The Brooklyn Arts District is located in the northeastern sector of downtown Wilmington. It is home to concert venues, art studios, restaurants, neighborhood pubs, bottle shops, and contemporary luxury housing. The district lies between the Cape Fear River and Smith Creek and is further defined by the railroad lines that many once deemed “the wrong side of the tracks.”
Prior to WWII, the area was a prosperous community of both businesses and residences, but many declined significantly in a post-war era as residents began moving out to the suburbs. Further cause for devastation was due to widespread unemployment beginning in 1958 when the Atlantic Coastline Railroad (ACL) moved its headquarters from Wilmington to Jacksonville, FL.
Although almost all of Wilmington was heavily affected by the move, this area was probably affected most. Even St. Andrews Presbyterian Church, located at 4th and Campbell St., struggled to maintain the building and eventually abandoned.
By the 1970s, plans were made and the earliest attempts to revitalize Wilmington proper were underway. The 1980s saw gradual improvements and the 1990s evidenced real progress. Still, as was the case with several other outlying downtown districts, Brooklyn Arts by this time had an unsavory reputation for crime. Attempts to overcome it were for the most part in vain.
Businesses struggled immensely to remain relevant, while turnover was rampant. Still, efforts to succeed did not cease and a new day would dawn. Today Brooklyn Arts is thriving, thanks in large part to PPD moving its headquarters less than a mile south of the district in the early 2000s. This spiked impressive interest in that sector.
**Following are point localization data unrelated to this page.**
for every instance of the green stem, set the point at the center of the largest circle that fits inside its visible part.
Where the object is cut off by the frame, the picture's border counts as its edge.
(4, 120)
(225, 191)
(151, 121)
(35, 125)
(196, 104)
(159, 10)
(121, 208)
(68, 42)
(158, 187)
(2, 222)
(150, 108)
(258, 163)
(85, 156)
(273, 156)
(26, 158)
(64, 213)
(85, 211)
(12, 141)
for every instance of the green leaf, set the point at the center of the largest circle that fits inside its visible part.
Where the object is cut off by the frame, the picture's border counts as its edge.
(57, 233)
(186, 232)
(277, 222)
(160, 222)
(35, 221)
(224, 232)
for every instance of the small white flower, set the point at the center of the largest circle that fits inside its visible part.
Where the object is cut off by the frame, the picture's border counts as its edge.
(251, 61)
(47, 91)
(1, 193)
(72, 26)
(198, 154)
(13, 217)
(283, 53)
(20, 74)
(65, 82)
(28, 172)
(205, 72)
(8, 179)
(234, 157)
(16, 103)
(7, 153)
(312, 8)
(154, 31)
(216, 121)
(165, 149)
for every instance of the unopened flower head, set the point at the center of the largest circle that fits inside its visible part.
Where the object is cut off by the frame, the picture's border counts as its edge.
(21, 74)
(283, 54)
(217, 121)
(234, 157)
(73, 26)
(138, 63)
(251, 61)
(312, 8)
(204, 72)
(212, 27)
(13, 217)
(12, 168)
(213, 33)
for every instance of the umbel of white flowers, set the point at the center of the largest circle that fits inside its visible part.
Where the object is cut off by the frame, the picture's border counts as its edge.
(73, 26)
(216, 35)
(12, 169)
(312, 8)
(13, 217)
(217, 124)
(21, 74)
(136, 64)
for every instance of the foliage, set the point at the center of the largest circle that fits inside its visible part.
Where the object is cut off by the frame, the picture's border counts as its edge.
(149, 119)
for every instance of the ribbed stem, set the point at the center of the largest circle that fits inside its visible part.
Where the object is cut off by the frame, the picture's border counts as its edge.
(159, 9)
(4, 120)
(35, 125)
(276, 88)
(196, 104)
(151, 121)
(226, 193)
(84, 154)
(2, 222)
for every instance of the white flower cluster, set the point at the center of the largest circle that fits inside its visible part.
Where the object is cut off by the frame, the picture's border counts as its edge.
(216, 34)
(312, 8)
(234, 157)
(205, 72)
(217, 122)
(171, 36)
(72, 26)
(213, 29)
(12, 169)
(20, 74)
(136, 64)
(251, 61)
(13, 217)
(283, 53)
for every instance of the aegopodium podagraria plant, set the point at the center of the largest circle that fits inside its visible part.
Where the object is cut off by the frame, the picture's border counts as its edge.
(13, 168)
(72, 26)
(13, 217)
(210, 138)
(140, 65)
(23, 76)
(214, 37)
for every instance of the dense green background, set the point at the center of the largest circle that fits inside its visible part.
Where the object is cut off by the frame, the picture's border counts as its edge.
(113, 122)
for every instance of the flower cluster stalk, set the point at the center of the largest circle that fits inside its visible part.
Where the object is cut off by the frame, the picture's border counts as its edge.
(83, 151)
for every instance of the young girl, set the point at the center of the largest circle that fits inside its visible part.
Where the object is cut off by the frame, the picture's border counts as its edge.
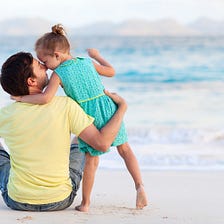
(80, 80)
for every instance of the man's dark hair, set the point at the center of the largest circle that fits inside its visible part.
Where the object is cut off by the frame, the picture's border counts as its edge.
(15, 72)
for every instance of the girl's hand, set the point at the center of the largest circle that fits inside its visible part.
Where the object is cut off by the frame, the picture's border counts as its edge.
(16, 98)
(93, 53)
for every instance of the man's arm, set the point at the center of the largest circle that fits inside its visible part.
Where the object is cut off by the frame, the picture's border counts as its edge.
(103, 138)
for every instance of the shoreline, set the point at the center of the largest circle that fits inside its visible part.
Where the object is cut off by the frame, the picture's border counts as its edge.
(174, 197)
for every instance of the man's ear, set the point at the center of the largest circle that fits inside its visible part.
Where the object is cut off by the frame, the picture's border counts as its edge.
(31, 81)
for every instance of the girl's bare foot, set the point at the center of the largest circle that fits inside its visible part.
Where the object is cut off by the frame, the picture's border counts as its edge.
(82, 208)
(141, 198)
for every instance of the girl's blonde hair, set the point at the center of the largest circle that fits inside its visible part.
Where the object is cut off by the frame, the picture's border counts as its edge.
(55, 40)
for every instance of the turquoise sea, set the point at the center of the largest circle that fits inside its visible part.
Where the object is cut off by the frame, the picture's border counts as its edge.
(174, 87)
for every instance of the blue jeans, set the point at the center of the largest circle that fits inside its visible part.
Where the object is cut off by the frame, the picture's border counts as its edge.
(77, 160)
Several luxury condominiums have since been outfitted in renovated industrial buildings. This includes the Modern Baking Company, the Weldon Building, and Brooklyn House on North 4th Street.
In 2011, St. Andrews Presbyterian Church was saved from demolition by a nonprofit group that turned the beautiful church into an impressive arts and irrevocably popular wedding venue. It was dubbed the Brooklyn Arts Center.
Cape Fear Community College (CFCC) also expanded along North Front and 3rd streets, with the construction of several new buildings. This includes the capstone development, the CFCC Humanities and Fine Arts Center. The venue is large enough to host major shows and traveling theater productions.
Brooklyn Arts has become a destination place for great food, drinks and entertainment. Its innovative neighborhood businesses make the area a one-of-a-kind and well sought after locale. A variety of options suit every taste, whether a sit-down dinner with sophisticated cocktails at The District ora delicious, unique take-away lunch from The Foxes Boxes.
Neighborhood favorites like The Goat & Compass bar have carved out a loyal local following over the past decade, while newer businesses such as Palate and Flytrap Brewing provide further options for nightlife and relaxation.